I went to the old bridge, the sawn-off end of the old East Span. Its body was guarded by a lone white pickup and the reasonable assumption that acting on my trespass fantasies would result in my being shot on sight. On the upper deck, now stripped and open to the sky, the streetlights stood like an honor guard over the empty road. Below and behind the chain-link, lane lines receded into the shadows of the S-curve. I could hear the silence from behind the barricades. And I know, I know, I know, but I wanted to leave flowers.
I feel irrationally tragic about the old Bay Bridge.
In this overwrought piece of early-days Photoshop are reflections of freshman year, both the clunky camera and the amped-up ambient glow. I was (am?) a serious, suburban child: my town banned leaf-blowers and plastic lawn chairs; I never had a curfew because I always came home to my AP History notes of my own accord. So there was something to that particular bay crossing. It was summer, and I was riding to the city with boys. I had my nose to the glass, I remember, and the steel beams passed over my head like a benediction.
It’s a stupid expression in more ways that one, but since this is already leaning lachrymose I’ll say also that I’ve fallen both out of and in love on the lower deck, on each occasion in view of Treasure Island against the water. Possibly a bridge primes us for such transitions, suspends us alone with our dilemmas, catalyzes coalescence of something solid from the empty air. But like that picture this is fanciful abstraction. Reality is that the FS bus is a good place to cry, because it’s dim and loud and everyone’s facing forward, whereas the inside of a motorcycle helmet is not, because it fogs.

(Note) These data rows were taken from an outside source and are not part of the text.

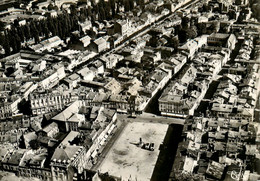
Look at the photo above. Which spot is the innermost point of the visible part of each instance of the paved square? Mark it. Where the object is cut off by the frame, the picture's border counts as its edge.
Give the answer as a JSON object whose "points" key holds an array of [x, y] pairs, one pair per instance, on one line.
{"points": [[125, 159]]}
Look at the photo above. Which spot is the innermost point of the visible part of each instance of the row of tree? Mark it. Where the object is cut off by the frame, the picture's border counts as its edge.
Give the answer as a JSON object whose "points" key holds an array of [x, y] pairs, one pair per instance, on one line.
{"points": [[62, 25]]}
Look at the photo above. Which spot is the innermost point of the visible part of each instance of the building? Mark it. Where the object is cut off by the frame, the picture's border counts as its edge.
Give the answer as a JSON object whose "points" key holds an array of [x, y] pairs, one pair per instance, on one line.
{"points": [[121, 27], [49, 102], [98, 45], [66, 158], [221, 39]]}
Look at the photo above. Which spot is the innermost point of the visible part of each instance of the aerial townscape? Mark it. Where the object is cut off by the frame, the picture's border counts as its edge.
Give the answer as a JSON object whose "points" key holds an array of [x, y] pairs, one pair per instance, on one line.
{"points": [[129, 90]]}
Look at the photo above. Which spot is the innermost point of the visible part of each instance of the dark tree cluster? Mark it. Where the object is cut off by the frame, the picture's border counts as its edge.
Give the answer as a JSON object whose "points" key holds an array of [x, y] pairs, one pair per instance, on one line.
{"points": [[61, 26]]}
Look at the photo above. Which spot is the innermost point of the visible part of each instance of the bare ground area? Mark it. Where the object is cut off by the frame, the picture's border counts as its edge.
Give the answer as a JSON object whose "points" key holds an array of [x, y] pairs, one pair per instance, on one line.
{"points": [[125, 159]]}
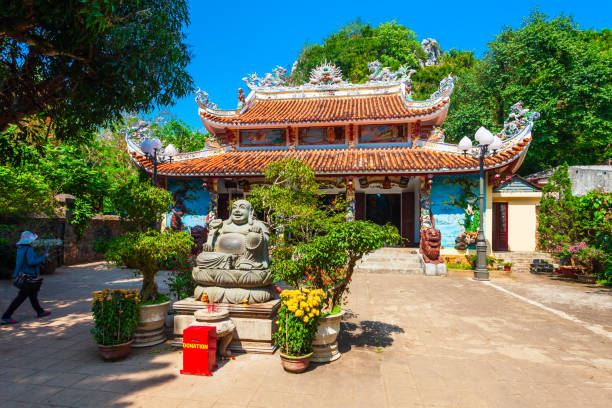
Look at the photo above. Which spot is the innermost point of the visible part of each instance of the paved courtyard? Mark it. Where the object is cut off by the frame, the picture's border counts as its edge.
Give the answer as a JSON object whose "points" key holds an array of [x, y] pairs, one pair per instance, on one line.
{"points": [[408, 341]]}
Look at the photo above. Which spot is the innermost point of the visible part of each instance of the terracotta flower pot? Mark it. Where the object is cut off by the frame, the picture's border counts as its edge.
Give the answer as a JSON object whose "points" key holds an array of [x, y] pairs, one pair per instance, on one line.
{"points": [[324, 345], [150, 330], [115, 352], [297, 364]]}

I don’t dislike the new bridge, exactly, but I must alas join the hipsters and native grouches and all the other wrongfully nostalgic in finding it sort of sterile. It’s too white, too obviously empty of whatever it was that the old one roared at you out of its bare bolts and bad pavement. But this is always the challenge, in the end: to find faith that in time all things might be acquired, to believe one day there will be more than what’s inherent in the build.